El hijo de Alberto Chicote le pide perdón por haberle hecho abuelo


 La más reciente emisión de 'Batalla de restaurantes' volvió a brindar a los televidentes momentos cargados de tensión y suspense. En esta ocasión, cuatro hosteleros compitieron arduamente por demostrar cuál es el mejor restaurante de Vigo. Sin embargo, el punto álgido de la noche llegó durante la fase de valoraciones, cuando quedó al descubierto una astuta estrategia de uno de los concursantes. Fue en ese instante cuando Alberto Chicote, el afamado chef y presentador del programa, decidió intervenir y llamar la atención al hostelero por su intento de manipulación.


Claudia, David, Omar y Alberte se enfrentaron en una encarnizada batalla por obtener el reconocimiento de tener el mejor establecimiento gastronómico de la provincia. A lo largo del concurso, los participantes desplegaron diversas estrategias y lanzaron ataques entre sí, evidenciando así la férrea competencia que reinaba en el programa. Sin embargo, fue durante la revelación de las puntuaciones cuando se descubrió una artimaña poco ética por parte de uno de los concursantes.



En lugar de evaluar de manera objetiva, algunos participantes optaron por puntuar a la baja a sus rivales, revelando así la existencia de un juego sucio en la competencia. Los concursantes se percataron de que Alberte Gutiérrez había otorgado calificaciones muy bajas a todos sus compañeros en la mayoría de las categorías, lo cual generó el cuestionamiento de Alberto Chicote. El renombrado chef no dudó en abordar la situación de manera directa y contundente. Al dirigirse al hostelero señalado, Chicote expresó su sorpresa y desaprobación por la decisión de asignar un puntaje tan bajo e injustificado. Ante la pregunta del chef sobre por qué había optado por calificar con un 4 a todos en lugar de otorgar un 5 o 6, Alberte justificó su elección impulsiva y poco reflexiva.

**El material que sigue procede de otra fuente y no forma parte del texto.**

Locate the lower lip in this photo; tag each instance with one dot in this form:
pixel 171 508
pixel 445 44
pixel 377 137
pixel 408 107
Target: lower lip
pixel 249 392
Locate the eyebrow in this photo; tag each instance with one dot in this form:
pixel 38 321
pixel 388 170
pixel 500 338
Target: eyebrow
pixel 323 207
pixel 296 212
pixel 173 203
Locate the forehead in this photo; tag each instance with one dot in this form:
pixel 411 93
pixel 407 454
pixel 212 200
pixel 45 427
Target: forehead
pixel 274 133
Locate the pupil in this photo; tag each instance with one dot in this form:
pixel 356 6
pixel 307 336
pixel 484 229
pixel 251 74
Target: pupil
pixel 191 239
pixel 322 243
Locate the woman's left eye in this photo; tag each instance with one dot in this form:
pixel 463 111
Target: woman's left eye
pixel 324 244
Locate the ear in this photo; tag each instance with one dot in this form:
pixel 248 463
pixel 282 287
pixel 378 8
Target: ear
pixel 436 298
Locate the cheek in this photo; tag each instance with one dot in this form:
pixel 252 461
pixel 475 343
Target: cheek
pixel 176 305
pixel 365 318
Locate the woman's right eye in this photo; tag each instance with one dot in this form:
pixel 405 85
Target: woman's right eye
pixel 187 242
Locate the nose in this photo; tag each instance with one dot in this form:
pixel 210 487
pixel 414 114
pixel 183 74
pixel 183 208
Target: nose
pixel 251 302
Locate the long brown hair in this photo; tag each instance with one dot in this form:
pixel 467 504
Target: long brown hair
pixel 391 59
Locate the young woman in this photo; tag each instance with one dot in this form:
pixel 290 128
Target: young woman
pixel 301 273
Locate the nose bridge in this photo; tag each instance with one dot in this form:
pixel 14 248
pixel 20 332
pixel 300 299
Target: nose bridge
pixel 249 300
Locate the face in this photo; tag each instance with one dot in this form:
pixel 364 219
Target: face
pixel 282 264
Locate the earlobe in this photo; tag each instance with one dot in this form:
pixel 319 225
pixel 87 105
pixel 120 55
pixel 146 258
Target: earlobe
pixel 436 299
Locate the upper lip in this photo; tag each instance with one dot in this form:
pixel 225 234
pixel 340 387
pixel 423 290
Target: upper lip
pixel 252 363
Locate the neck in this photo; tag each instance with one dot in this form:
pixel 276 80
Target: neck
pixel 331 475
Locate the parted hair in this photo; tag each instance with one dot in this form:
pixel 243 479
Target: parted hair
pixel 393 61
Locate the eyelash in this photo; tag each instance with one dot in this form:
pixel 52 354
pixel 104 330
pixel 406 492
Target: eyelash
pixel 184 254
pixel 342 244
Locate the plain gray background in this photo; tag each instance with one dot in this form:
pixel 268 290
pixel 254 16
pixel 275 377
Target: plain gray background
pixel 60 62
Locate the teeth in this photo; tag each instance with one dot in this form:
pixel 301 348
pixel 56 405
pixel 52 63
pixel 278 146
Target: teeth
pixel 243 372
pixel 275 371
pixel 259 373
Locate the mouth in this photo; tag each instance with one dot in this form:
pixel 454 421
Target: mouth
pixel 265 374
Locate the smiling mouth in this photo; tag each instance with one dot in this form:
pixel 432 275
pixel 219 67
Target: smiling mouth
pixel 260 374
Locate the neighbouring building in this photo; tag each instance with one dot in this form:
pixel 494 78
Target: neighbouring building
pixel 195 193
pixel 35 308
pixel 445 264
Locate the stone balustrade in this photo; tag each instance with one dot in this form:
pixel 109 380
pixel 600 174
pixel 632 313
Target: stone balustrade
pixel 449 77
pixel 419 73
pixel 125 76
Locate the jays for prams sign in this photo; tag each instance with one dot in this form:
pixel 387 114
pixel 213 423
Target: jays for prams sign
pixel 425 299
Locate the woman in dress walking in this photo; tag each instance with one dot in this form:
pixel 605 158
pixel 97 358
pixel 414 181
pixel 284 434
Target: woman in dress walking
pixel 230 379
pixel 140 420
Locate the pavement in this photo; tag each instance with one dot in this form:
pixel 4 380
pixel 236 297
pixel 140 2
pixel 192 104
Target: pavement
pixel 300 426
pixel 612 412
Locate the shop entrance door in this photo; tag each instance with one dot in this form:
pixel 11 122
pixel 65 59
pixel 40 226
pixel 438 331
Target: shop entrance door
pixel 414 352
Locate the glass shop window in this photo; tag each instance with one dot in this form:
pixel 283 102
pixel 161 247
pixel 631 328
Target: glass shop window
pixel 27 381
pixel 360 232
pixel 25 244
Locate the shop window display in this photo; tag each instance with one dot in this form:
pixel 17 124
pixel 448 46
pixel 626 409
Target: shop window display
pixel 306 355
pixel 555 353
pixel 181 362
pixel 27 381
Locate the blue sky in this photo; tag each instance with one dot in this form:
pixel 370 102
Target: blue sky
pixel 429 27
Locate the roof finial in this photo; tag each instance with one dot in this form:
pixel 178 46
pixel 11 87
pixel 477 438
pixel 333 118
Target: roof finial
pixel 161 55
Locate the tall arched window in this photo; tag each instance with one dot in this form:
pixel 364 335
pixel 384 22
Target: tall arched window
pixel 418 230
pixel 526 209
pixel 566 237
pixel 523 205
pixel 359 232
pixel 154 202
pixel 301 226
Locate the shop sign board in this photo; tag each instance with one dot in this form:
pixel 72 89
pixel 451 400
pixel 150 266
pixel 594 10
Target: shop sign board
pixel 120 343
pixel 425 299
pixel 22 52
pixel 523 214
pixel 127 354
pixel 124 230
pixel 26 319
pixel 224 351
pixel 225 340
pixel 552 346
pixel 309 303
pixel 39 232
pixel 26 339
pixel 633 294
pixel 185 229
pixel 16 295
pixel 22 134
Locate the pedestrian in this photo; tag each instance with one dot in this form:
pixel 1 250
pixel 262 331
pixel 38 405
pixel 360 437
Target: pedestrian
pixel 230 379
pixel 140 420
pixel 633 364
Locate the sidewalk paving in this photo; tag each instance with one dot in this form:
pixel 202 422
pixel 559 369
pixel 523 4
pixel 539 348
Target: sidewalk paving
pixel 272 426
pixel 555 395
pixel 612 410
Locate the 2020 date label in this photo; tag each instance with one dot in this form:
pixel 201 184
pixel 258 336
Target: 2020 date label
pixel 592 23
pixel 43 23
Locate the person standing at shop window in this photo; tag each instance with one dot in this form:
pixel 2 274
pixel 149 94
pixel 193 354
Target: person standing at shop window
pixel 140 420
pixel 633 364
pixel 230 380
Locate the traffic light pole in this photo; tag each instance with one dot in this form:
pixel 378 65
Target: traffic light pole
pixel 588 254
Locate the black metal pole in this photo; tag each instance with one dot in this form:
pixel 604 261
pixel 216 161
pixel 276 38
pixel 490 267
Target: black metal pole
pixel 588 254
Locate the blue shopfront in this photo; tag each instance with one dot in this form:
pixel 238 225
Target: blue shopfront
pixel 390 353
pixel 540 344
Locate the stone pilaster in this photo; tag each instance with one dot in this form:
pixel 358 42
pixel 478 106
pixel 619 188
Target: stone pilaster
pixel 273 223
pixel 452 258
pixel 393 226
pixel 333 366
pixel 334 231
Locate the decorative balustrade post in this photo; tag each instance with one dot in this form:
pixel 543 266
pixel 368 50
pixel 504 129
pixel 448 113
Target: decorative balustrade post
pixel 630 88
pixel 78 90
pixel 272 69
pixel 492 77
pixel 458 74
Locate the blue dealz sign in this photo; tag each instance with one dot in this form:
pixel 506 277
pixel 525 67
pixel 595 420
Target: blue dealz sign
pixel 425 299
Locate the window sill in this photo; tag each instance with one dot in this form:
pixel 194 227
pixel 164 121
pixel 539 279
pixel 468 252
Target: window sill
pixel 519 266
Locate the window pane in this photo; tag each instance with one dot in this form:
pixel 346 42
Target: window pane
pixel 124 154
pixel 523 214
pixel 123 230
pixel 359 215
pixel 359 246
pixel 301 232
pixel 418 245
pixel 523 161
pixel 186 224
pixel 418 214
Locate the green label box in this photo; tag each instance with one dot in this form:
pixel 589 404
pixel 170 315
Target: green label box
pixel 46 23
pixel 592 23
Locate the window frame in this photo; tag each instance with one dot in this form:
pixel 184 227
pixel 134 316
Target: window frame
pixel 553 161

Sin embargo, las explicaciones del concursante no lograron satisfacer a Chicote, quien no dudó en confrontarlo. El chef argumentó que la baja calificación no era aceptable, especialmente porque implicaba no haber considerado adecuadamente el desempeño de sus compañeros en el apartado del servicio. Ante la insistencia de Chicote, Omar Fares reveló la estrategia detrás de las puntuaciones de Alberte, evidenciando así su intento de manipular el resultado del concurso. La revelación de la artimaña por parte de Omar desató una intensa discusión entre los participantes, con Alberto Chicote reprendiendo nuevamente a Alberte por su comportamiento poco ético. A pesar de las protestas del concursante acusado, Chicote dejó en claro que no toleraría la deshonestidad en el programa y reiteró su desaprobación por el intento de manipulación de las puntuaciones.


A pesar del escándalo generado por la estratagema de Alberte, el desenlace del concurso no experimentó cambios significativos. A pesar de las objeciones de Chicote, Alberte Gutiérrez se mantuvo en la posición de liderazgo y fue declarado como el ganador del programa. La revelación de su victoria lo llevó a experimentar un torbellino emocional, que culminó con lágrimas y un intento de disculparse con sus compañeros por su conducta cuestionable.